In today’s digital age, consumers have continuous access to the companies they love, at their fingertips. In return, brands now have more data on their customers than ever. Despite the fact that consumer data is getting more in-depth every day, only 30% of companies report having a well-articulated strategy for acting on consumer data. Are you one of them, or is your competitor?

What is consumer data used for?

Data is essential to understanding why customers act the way they do. It enables companies to explain and predict their own successes and failures. With data, you can provide personalized experiences and improve marketing ROI by understanding how and where consumers interact with your brand. 

Marketing has evolved past relying on focus groups and demographic segmentation alone; it is now necessary to meet your customers where they are—not by pandering to them as a demographic, but rather by understanding them as an individual. In the future, brands will have to adapt and learn how to do this at scale so that every individual customer feels understood.

How can data be used to improve marketing?

#1: Collect first-party data to address changing consumer behavior

According to a survey by the Harvard Business Review, only 23% of companies believe their organization understands why their customers act the way they do. This is despite the fact that we have more access to consumer data than any other point in history.

Making inferences about the consumer based on first-party data (purchase history, products viewed, etc.) can help companies predict what drives purchases and deliver relevant experiences at scale. 83% of consumers are willing to share their data to enable a personalized experience, as long as businesses are transparent about how they are going to use it and give customers control over what data is being collected. 

Let’s say you have a hair and beauty company that sells shampoo. Based on first-party data, you know that a certain customer has bought the same shampoo three times in a row, one month apart. To make sure they continue their loyalty, you could email them an offer at the same time next month, with a discount on their fourth purchase. This is a perfect example of an easy way to act on  first-party data and deliver personalized shopping experiences that keep customers coming back.

The influx of consumer data tells the story of every previous purchase, but it can also be used to write the trajectory of the next customer interaction with your brand. Organizations that leverage customer behavioral insights outperform peers by 85% in sales growth and by more than 25% in gross margin. 

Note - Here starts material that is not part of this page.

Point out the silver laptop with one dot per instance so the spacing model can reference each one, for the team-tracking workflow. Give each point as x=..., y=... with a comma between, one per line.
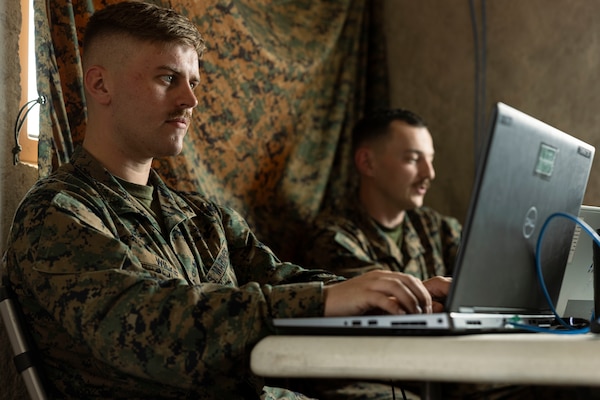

#2: Use historical, real-time, and contextual data to deliver predictive personalization

The previous example with the hair care company employed historical data (purchase history), but that’s not the only type of consumer data that is available to companies today. Many apps and websites can also collect contextual and real-time data that paints a bigger picture of consumer behavior, and allows you to predict and provide for where they’ll be next.

Understanding your customers’ needs and predicting when they’ll need it will increase sales alongside brand visibility. It can also increase conversions by garnering more trust in your brand. Lastly, predictive personalization can also impact retention by providing recommendations at exactly the right time. For example, the hair care company from example #1 could increase their rate of repeat purchases with precisely timed push notifications that, based on anomalies in the local weather, remind users to restock on anti-frizz products before humidity hits. 

Using consumer data to predict the needs of your customers gives you a competitive edge over those who do not employ personalized marketing experiences. 91% of consumers are more likely to shop with brands who recognize, remember, and provide them with relevant offers and recommendations.

Personalization is no longer a luxury—it’s a consumer expectation. Instead of asking yourself how it can be done, ask yourself whether it can be done at scale. With detailed consumer data, anything is possible.

#3: Invest in AI technology to improve marketing ROI

According to Drift and the Marketing AI Institute, 51% of B2C marketers say that AI is critically important or very important to their marketing success over the next twelve months. Here’s why you should be one of them.

With the constant flow of information from customers that are interacting with your brand and products, recognize that investing in manpower to make sense of data is limiting. Companies that use data science to make sense of consumer behavior often have an issue of scale: how can your small but nimble marketing team find patterns in all of the consumer data available, and enable personalization for every customer? 

The answer involves getting creative with how you define your workforce. Enterprises that have an AI strategy are 1.7 times more likely to achieve their goals than those that lack such a vision. AI tools can help you analyze and act on data quickly to create hyper-personalized customer experiences that drive purchases and retention. 

 

It’s no longer enough to notice how consumer behavior is changing. With data being able to tell more and more in-depth stories about your audience, the next step is to act on the data you have to provide personalized customer experiences and increase trust in your brand. And with AI solutions powering personalization for top brands across all industries, being overwhelmed by consumer data is no longer an excuse.